Another thing we’re mindful of when conducting this repair work is the possibility of accidentally introducing aquatic invasive species. Aquatic invasive species include plants, animals and other organisms that enter an ecosystem where they do not naturally occur. To avoid introducing these species to the ecosystem, the environment team works to ensure all equipment entering the site is thoroughly examined and cleaned before it’s brought into the site.
Bull trout, kokanee salmon and rainbow trout are among the many species found in the Kootenay River.
“When working on the Kootenay River, we’re very cautious of any impacts on the water quality and how it may impact the surrounding ecosystems,” said Serina.
The work site is isolated to prevent concrete or other construction materials from entering the waterway. If concrete dust and debris enter the water, it can introduce alkaline substances. The environment team conducts water quality testing throughout the duration of the maintenance work to ensure that it remains at appropriate levels.
Serina takes water samples before, throughout and after the completion of the upgrade work. Through her water samples, she tests three critical areas–pH levels, temperature and turbidity.
To ensure that her testing complies with regulations, she first takes samples downstream from the project site, noting the standard levels of the water in the area. She then takes samples as close as possible to the worksite.
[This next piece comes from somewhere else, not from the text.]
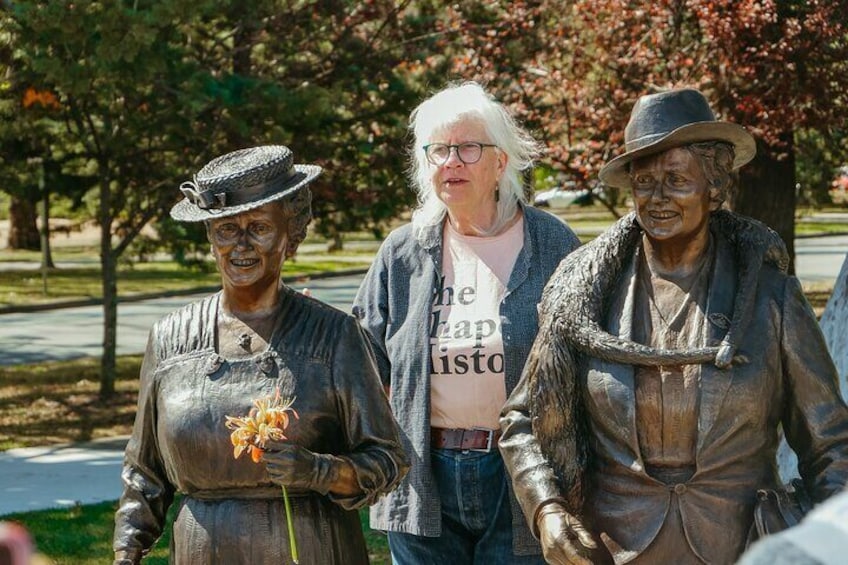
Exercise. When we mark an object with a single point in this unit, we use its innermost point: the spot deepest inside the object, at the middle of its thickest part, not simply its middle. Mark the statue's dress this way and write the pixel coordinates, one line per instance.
(230, 512)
Once she has retrieved the samples, she compares the water from downstream to the water next to the worksite–this allows her to verify whether any materials from the construction site enter the water.
“We always make sure that someone from our environment team is on site during any large construction events like a concrete pour,” said Serina. “We have a supply of spill materials available on site at all times in the event that a concrete spill occurs.”
Our qualified environment professionals take water samples throughout the maintenance project to ensure water quality remains at appropriate levels.
Our environmental responsibility doesn’t stop once the repair work comes to an end. Construction sites produce a large amount of waste–concrete debris and other construction materials have the potential to impact the environment. We sort waste into hazardous and non-hazardous materials to ensure that we dispose of it in an appropriate manner that complies with regulations.
“Waste management is a big part of our environmental responsibility,” said Serina. “We recently started working with a local concrete company to repurpose remaining concrete materials, which is just one of the many sustainable efforts we make throughout and after completion of a project.”
Working together to protect the environment for today and tomorrow
Maintaining and upgrading our hydroelectric dams is critical to providing safe and reliable power for generations to come. Throughout the entire construction period, we emphasize the importance of protecting the natural environment. Minimal disruption to land, water, fish and wildlife is an overriding consideration in all planning.
Environmentally responsible project planning is part of our commitment to environmentally sustainable business practices and our overall Environmental Protection Plan.